В опросах общественного мнения идею объек­тивности связывают с фактом формулирования вопро­сов в наиболее нейтральных терминах ради того, чтобы уравнять шансы всех возможных ответов. На самом деле, опрос оказался бы ближе к тому, что происходит в реальности, если бы в полное нарушение правил "объективности" предоставлял респондентам средства ставить себя в такие условия, в каких они фактически находятся в реальности, т. е. апеллировал бы к уже сформулированным мнениям. И если бы вместо того, чтобы спрашивать, например, "Существуют люди, одобряющие регулирование рождаемости, есть и другие — неодобряющие. А Вы..?", предлагалась бы серия по­зиций, явно выраженных группами, облеченными до­верием на формирование и распространение мнений, люди могли бы определиться относительно уже сфор­мировавшихся ответов. Обычно говорят о "выборе по­зиции": позиции уже предусмотрены и их выбирают. Между тем, их не выбирают случайно. Останавливают свой выбор на тех позициях, к избранию которых пред­расположены в соответствии с позицией, уже занимае­мой в каком-либо поле. Строгий анализ как раз нацелен на объяснение связей между структурой вырабатываемых позиций, и структурой поля объективно занимае­мых позиций.

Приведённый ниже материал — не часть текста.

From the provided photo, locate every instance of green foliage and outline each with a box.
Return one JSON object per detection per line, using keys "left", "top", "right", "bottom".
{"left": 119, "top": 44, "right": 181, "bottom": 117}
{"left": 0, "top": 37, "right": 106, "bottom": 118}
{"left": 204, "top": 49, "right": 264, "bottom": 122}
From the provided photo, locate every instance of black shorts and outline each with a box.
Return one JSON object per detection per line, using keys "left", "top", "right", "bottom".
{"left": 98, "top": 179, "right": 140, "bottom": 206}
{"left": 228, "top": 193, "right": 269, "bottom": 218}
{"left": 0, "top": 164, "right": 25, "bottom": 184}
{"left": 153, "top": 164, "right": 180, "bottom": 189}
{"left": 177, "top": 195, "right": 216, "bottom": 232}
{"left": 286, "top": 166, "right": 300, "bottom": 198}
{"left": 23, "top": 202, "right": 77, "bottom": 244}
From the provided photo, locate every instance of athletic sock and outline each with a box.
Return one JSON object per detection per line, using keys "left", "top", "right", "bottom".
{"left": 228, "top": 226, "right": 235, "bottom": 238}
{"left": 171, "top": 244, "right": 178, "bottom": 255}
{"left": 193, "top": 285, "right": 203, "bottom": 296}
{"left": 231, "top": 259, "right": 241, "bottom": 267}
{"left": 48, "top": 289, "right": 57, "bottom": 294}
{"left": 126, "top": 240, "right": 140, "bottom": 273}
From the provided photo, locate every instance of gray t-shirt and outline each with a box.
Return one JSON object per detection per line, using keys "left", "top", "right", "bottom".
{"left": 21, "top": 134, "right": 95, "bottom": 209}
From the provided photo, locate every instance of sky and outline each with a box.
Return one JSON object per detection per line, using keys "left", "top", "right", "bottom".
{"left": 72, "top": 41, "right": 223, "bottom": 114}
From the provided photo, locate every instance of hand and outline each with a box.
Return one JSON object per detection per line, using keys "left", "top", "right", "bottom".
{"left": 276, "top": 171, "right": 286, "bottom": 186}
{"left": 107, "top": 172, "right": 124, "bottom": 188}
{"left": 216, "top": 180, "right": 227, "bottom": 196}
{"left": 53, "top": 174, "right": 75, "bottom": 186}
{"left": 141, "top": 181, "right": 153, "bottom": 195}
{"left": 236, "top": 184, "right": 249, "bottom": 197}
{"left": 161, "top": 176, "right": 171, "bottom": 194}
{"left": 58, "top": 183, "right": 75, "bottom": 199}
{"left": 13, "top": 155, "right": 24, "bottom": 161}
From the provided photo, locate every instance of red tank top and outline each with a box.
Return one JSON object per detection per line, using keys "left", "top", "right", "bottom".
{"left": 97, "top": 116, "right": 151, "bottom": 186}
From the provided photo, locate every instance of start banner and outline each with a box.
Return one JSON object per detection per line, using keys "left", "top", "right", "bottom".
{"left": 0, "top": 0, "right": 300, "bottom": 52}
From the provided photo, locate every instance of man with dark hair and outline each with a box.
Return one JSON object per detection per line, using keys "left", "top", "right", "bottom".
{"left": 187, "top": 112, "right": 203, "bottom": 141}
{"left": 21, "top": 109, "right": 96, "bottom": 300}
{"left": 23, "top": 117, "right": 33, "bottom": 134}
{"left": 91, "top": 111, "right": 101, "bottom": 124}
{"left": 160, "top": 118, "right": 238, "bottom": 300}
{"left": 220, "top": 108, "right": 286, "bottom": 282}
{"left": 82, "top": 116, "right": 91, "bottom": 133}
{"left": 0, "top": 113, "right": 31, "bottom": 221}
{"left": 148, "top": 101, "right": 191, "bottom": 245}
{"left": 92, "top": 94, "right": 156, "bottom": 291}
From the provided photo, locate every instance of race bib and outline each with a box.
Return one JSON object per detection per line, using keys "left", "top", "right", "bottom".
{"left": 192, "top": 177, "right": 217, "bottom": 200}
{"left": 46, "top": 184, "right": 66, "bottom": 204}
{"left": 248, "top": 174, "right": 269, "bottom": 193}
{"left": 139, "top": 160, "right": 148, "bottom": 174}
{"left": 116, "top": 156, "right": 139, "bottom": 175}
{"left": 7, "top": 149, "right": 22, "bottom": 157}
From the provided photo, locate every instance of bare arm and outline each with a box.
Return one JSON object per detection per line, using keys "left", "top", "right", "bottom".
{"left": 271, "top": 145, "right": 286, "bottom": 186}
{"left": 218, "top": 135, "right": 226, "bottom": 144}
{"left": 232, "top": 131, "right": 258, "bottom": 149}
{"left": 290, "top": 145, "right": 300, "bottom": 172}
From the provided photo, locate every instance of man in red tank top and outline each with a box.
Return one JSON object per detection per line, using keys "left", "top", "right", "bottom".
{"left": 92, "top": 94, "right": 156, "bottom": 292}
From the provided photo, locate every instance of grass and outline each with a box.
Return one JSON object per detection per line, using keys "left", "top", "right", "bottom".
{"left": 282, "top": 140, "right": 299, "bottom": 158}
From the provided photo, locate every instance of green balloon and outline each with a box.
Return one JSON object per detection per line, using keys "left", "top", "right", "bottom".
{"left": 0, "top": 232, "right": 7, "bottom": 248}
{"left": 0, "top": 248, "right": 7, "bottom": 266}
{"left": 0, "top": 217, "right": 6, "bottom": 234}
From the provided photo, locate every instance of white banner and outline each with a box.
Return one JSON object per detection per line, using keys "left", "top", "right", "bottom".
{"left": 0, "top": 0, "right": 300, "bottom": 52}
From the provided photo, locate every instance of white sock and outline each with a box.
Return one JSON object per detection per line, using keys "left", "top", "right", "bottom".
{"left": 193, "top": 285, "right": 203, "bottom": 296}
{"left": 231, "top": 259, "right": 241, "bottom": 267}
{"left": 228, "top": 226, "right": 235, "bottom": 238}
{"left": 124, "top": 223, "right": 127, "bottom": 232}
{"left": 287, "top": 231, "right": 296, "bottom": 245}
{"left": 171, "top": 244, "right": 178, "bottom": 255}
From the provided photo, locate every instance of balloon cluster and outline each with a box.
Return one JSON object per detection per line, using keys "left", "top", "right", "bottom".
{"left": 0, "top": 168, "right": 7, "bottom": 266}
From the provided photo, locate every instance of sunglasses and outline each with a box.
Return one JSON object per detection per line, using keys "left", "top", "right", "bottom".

Если опросы общественного мнения плохо ухва­тывают потенциальные состояния мнения, точнее — его движение, то причиной тому, в числе прочих, со­вершенно искусственная обстановка, в которой мне­ния людей опросами регистрируются. В обстановке, когда формируется общественное мнение, особенно в обстановке кризиса, люди оказываются перед сформи­ровавшимися мнениями, перед мнениями, поддержи­ваемыми отдельными группами, и таким образом вы­бирать между мнениями со всей очевидностью означает выбирать между группами. Таков принцип эффекта политизации, производимого кризисом: при­ходится выбирать между группами, определившимися политически, и все более определять выбор эксплицит­но политическими принципами. Действительно, мне представляется важным то, что опрос общественного мнения трактует это мнение как простую сумму инди­видуальных мнений, сбор которых происходит в ситу­ации подобной процедуре тайного голосования, когда индивид направляется в кабину, чтобы без свидетелей, в изоляции выразить свое отдельное мнение. В реаль­ной обстановке мнения становятся силами, а соотно­шение мнений — силовыми конфликтами между груп­пами.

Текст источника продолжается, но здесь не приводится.